İlâhiyat fakülteleri için ise aynı şeyi söyleyemeyiz. Esasında İlahiyat fakültelerinin müfredatı medreselerin ıslahına yönelik çalışmalarda talep edilen bir müfredat olarak karşımıza çıkmaktadır. Bu müfredat ile öğrencilere hem dini tedrisatın hem de çağı anlayabileceği bir formasyon verme amaçlanmaktadır. Fakat, tedris faaliyetinin geleneksel bağlantısının koparılmış olması nasıl bir eğitim sürecinden geçileceği noktasında bir muğlaklık oluşturmuştur. Bu nedenle Arapça gibi âlet ilimlerinin dahi yeterli ölçüde bilinmeden mezun olunduğu bir ortam oluşmuştur. Sağlam bir temelin olmayışının üzerine branşlaşmanın getirdiği bazı körlükler de eklenince din bilen bir âlim profili ilahiyatların üretememesi, dinin bütüncül kavrayışına yönelik bir ortam sunamaması sonucu ortaya çıkmıştır. Bununla beraber ilahiyat fakültelerinin hepten yok sayılmasının da haksızlık olduğunu söylemeliyiz. Zira Diyanet İslâm Ansiklopedisi gibi yüz akı bir çalışmada ilahiyatların birikiminin çok önemli bir yeri olduğu ortadadır. Ancak söz konusu ansiklopediyi sırf ilahiyatların birikimine indirgemek de başka bir haksızlık olacaktır. Zira medrese geleneğinin yetiştirdiği ulemanın da doğrudan ve dolaylı olarak bu eserin telifine büyük katkısının olduğunu da söylemeliyiz.
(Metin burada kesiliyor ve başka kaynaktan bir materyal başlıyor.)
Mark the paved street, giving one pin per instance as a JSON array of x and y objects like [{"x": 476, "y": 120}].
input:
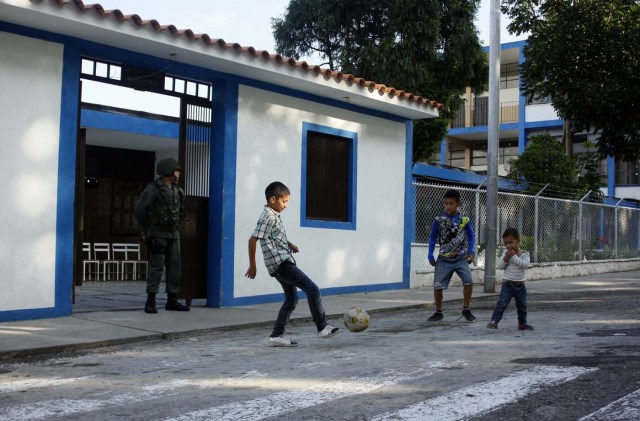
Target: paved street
[{"x": 581, "y": 363}]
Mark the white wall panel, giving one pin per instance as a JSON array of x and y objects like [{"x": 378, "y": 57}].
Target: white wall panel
[
  {"x": 30, "y": 81},
  {"x": 540, "y": 112},
  {"x": 269, "y": 149}
]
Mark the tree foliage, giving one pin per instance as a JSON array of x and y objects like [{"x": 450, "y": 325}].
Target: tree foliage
[
  {"x": 544, "y": 162},
  {"x": 585, "y": 55},
  {"x": 427, "y": 47}
]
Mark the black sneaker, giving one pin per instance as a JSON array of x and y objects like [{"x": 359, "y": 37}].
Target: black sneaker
[
  {"x": 437, "y": 316},
  {"x": 468, "y": 316}
]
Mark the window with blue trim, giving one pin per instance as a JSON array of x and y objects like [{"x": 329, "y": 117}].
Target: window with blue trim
[{"x": 328, "y": 177}]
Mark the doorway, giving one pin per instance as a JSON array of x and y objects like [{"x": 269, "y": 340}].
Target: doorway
[{"x": 129, "y": 119}]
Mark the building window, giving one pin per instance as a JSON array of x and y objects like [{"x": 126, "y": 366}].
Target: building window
[
  {"x": 509, "y": 76},
  {"x": 455, "y": 155},
  {"x": 328, "y": 177},
  {"x": 508, "y": 151},
  {"x": 627, "y": 173}
]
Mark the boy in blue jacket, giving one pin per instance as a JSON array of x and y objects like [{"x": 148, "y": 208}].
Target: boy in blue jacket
[{"x": 456, "y": 238}]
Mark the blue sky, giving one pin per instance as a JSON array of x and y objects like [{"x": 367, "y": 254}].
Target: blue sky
[{"x": 247, "y": 22}]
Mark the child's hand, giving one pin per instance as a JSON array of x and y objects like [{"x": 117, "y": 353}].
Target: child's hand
[
  {"x": 509, "y": 254},
  {"x": 251, "y": 272}
]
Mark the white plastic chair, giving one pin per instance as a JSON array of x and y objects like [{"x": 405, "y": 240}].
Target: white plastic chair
[
  {"x": 107, "y": 262},
  {"x": 88, "y": 262},
  {"x": 132, "y": 257}
]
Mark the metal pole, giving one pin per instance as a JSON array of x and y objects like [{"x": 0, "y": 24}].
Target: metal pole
[
  {"x": 580, "y": 226},
  {"x": 615, "y": 249},
  {"x": 477, "y": 221},
  {"x": 535, "y": 221},
  {"x": 492, "y": 147}
]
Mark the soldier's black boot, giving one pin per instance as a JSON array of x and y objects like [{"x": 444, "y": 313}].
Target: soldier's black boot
[
  {"x": 150, "y": 305},
  {"x": 173, "y": 304}
]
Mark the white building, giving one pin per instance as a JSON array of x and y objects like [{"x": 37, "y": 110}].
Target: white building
[{"x": 247, "y": 118}]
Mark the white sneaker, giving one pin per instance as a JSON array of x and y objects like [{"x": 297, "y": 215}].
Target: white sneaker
[
  {"x": 281, "y": 341},
  {"x": 329, "y": 332}
]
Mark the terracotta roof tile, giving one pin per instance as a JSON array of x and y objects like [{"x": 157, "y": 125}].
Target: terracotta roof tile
[{"x": 214, "y": 42}]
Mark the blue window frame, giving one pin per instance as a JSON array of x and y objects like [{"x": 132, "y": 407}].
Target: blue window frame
[{"x": 329, "y": 168}]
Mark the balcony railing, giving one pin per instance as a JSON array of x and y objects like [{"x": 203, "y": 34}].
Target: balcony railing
[{"x": 478, "y": 114}]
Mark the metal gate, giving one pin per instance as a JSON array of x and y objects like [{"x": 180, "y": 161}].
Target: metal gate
[{"x": 194, "y": 157}]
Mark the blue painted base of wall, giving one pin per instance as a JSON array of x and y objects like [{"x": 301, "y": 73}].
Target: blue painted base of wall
[
  {"x": 275, "y": 298},
  {"x": 33, "y": 314}
]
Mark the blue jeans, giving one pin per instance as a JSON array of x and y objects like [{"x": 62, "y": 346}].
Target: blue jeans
[
  {"x": 511, "y": 289},
  {"x": 291, "y": 278}
]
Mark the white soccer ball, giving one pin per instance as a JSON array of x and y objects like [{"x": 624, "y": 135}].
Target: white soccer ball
[{"x": 356, "y": 319}]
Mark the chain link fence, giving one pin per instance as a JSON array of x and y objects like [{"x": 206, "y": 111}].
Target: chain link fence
[{"x": 552, "y": 230}]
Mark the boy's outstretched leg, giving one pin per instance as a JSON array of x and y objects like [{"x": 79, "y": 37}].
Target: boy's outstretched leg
[
  {"x": 277, "y": 337},
  {"x": 438, "y": 295},
  {"x": 467, "y": 290}
]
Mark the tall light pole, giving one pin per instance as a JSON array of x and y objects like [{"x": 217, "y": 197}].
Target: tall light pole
[{"x": 492, "y": 147}]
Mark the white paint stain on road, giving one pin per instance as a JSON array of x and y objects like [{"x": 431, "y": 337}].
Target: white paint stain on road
[
  {"x": 66, "y": 407},
  {"x": 308, "y": 395},
  {"x": 624, "y": 409},
  {"x": 482, "y": 398},
  {"x": 25, "y": 385}
]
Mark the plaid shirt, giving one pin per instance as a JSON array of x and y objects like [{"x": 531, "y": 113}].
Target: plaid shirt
[{"x": 273, "y": 240}]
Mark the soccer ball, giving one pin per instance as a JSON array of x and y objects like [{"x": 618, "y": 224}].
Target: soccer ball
[{"x": 356, "y": 319}]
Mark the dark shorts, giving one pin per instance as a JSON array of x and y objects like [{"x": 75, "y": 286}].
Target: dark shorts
[{"x": 447, "y": 266}]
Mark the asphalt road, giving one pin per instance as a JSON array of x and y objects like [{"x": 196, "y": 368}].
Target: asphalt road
[{"x": 582, "y": 362}]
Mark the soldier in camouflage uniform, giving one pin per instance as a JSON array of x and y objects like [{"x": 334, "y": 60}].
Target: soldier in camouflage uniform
[{"x": 160, "y": 211}]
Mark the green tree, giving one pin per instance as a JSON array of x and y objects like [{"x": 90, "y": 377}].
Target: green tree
[
  {"x": 427, "y": 47},
  {"x": 544, "y": 162},
  {"x": 585, "y": 55}
]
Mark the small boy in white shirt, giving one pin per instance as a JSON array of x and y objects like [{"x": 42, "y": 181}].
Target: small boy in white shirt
[{"x": 514, "y": 261}]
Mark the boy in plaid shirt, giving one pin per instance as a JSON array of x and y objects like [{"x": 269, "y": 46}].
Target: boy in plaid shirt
[{"x": 277, "y": 252}]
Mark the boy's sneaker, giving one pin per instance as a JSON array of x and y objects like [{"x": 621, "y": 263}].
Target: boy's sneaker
[
  {"x": 329, "y": 332},
  {"x": 468, "y": 316},
  {"x": 437, "y": 316},
  {"x": 282, "y": 341}
]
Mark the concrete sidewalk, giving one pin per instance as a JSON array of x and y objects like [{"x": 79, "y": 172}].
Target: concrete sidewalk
[{"x": 92, "y": 329}]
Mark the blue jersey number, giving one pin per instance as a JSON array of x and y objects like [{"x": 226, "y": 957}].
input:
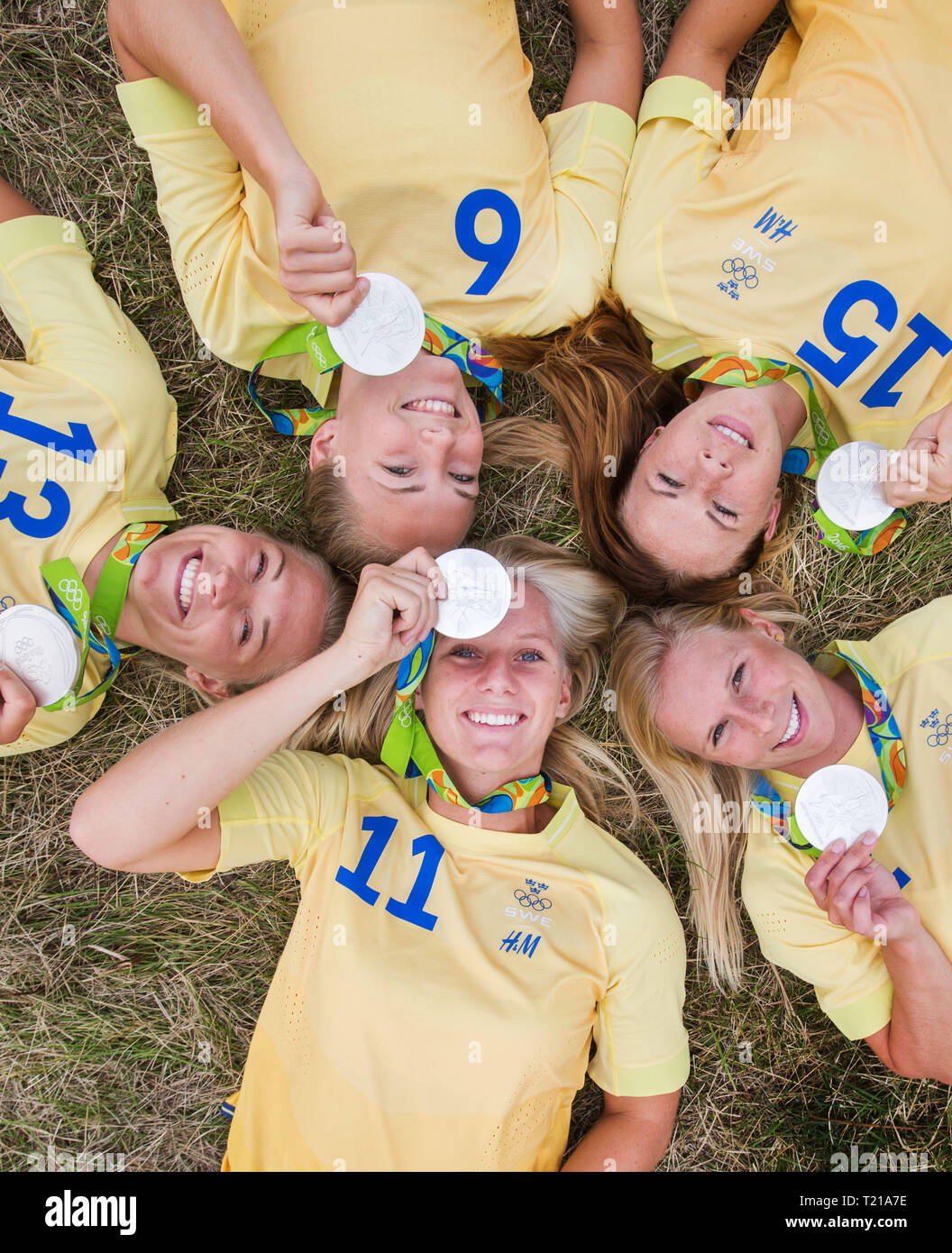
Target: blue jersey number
[
  {"x": 498, "y": 254},
  {"x": 856, "y": 349},
  {"x": 357, "y": 880},
  {"x": 13, "y": 507},
  {"x": 12, "y": 510}
]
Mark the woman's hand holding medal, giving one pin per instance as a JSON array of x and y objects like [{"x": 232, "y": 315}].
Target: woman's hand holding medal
[
  {"x": 318, "y": 269},
  {"x": 859, "y": 893},
  {"x": 16, "y": 706},
  {"x": 395, "y": 609},
  {"x": 922, "y": 470}
]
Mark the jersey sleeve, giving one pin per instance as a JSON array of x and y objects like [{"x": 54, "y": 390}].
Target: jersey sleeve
[
  {"x": 847, "y": 970},
  {"x": 642, "y": 1045},
  {"x": 589, "y": 151},
  {"x": 681, "y": 135},
  {"x": 228, "y": 279},
  {"x": 67, "y": 322},
  {"x": 280, "y": 812}
]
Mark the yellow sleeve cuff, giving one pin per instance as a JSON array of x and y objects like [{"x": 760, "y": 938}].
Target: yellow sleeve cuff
[
  {"x": 687, "y": 99},
  {"x": 237, "y": 807},
  {"x": 653, "y": 1080},
  {"x": 23, "y": 236},
  {"x": 862, "y": 1018},
  {"x": 153, "y": 106}
]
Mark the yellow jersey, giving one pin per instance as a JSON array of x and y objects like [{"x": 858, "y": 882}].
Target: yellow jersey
[
  {"x": 416, "y": 119},
  {"x": 436, "y": 1001},
  {"x": 87, "y": 430},
  {"x": 912, "y": 663},
  {"x": 816, "y": 234}
]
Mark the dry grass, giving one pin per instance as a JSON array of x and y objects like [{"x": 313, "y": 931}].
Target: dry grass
[{"x": 127, "y": 1039}]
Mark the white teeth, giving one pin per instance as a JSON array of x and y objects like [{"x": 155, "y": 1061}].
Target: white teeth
[
  {"x": 494, "y": 719},
  {"x": 188, "y": 583},
  {"x": 733, "y": 435},
  {"x": 793, "y": 726},
  {"x": 433, "y": 407}
]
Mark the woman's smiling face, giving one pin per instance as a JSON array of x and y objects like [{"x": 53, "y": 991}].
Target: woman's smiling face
[
  {"x": 705, "y": 484},
  {"x": 491, "y": 703},
  {"x": 740, "y": 698}
]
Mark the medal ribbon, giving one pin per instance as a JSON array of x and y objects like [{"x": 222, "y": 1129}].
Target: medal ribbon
[
  {"x": 408, "y": 749},
  {"x": 71, "y": 601},
  {"x": 733, "y": 371},
  {"x": 886, "y": 739},
  {"x": 312, "y": 338}
]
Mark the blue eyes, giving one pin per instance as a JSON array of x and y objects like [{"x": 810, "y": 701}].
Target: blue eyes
[{"x": 736, "y": 681}]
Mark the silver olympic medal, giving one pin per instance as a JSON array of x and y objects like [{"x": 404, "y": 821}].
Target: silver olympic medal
[
  {"x": 41, "y": 648},
  {"x": 479, "y": 593},
  {"x": 386, "y": 330},
  {"x": 849, "y": 487},
  {"x": 839, "y": 802}
]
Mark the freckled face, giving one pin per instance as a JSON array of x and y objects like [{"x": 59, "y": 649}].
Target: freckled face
[{"x": 745, "y": 700}]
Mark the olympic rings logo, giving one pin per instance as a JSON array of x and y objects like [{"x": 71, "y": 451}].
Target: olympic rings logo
[
  {"x": 71, "y": 593},
  {"x": 740, "y": 272},
  {"x": 531, "y": 902}
]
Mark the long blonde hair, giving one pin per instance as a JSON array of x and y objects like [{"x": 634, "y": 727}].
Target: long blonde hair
[
  {"x": 694, "y": 790},
  {"x": 586, "y": 609}
]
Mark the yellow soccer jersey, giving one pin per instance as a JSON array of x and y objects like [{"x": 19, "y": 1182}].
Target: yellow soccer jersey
[
  {"x": 92, "y": 389},
  {"x": 441, "y": 986},
  {"x": 912, "y": 662},
  {"x": 416, "y": 119},
  {"x": 817, "y": 238}
]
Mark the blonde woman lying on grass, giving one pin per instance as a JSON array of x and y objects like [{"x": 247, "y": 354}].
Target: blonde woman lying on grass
[
  {"x": 723, "y": 713},
  {"x": 473, "y": 914}
]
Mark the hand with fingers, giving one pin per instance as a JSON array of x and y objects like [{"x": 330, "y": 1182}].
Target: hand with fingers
[
  {"x": 859, "y": 893},
  {"x": 16, "y": 706},
  {"x": 318, "y": 269},
  {"x": 395, "y": 608},
  {"x": 922, "y": 471}
]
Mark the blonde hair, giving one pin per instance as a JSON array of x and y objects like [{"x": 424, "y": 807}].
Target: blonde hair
[
  {"x": 340, "y": 598},
  {"x": 334, "y": 524},
  {"x": 694, "y": 790},
  {"x": 586, "y": 609},
  {"x": 608, "y": 398}
]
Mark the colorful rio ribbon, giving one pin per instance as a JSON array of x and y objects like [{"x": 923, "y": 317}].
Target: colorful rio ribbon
[
  {"x": 410, "y": 752},
  {"x": 733, "y": 371},
  {"x": 312, "y": 338},
  {"x": 96, "y": 623},
  {"x": 886, "y": 739}
]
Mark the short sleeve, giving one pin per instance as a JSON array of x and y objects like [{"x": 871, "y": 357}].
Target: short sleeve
[
  {"x": 847, "y": 970},
  {"x": 681, "y": 135},
  {"x": 64, "y": 318},
  {"x": 589, "y": 151},
  {"x": 642, "y": 1047},
  {"x": 291, "y": 802},
  {"x": 228, "y": 277}
]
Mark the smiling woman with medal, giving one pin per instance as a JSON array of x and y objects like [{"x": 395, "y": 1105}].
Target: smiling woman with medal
[
  {"x": 796, "y": 281},
  {"x": 92, "y": 566},
  {"x": 462, "y": 935},
  {"x": 832, "y": 778},
  {"x": 414, "y": 121}
]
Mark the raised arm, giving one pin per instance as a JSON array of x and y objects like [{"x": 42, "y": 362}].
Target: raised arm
[
  {"x": 609, "y": 55},
  {"x": 195, "y": 45},
  {"x": 174, "y": 782},
  {"x": 709, "y": 34}
]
Sonuç olarak ilmi yeterlilik anlamında medreseden ilahiyata ulemâ profilinin seviye kaybettiği ifade edilebilir.
Otorite ile ilişki açısından ise medrese ile ilahiyat fakülteleri bazı yönlerden benzerlik arz ederken bazı yönlerden de farklılaşmaktadır. Örneğin otorite ile çatışmama bakımından medrese ve ilahiyat belli ölçüde benzerdir. Bunda ise tedris imkânları ve tedris sonrası süreç için otoriteye muhtaç olunma durumu etkilidir. Örneğin, medreseden mezun olan birisi devletin kendisini bir mansıba tayin etmesini beklemektedir. İlahiyat açısından da durum böyledir. Yönetimle çatışan bir âlim profilinin kendisine bir kürsü veya maişetini temin edeceği bir ortam bulması bir hayli zordur. Ancak medresenin yönetim üzerinde onu meşrulaştıran bir gücü vardır. Bu nedenledir ki birçok sultan önemli âlimleri himaye edip kendilerine tedris imkânları sunma için gayret göstermişlerdir. Fakat ilahiyat fakültelerinin meşrulaştırıcı rolünü bırakın kendi meşruiyetleri dahi tartışma konusu olmuştur. Dolayısıyla ilahiyatlar, medreselerden daha fazla otoriteye yakın durup meşruiyet sağlamaya meyillidir. Bu nedenledir ki yönetimin tavır aldığı grup ve fikirleri ilahiyat camiasının da tavır aldığı görülecektir.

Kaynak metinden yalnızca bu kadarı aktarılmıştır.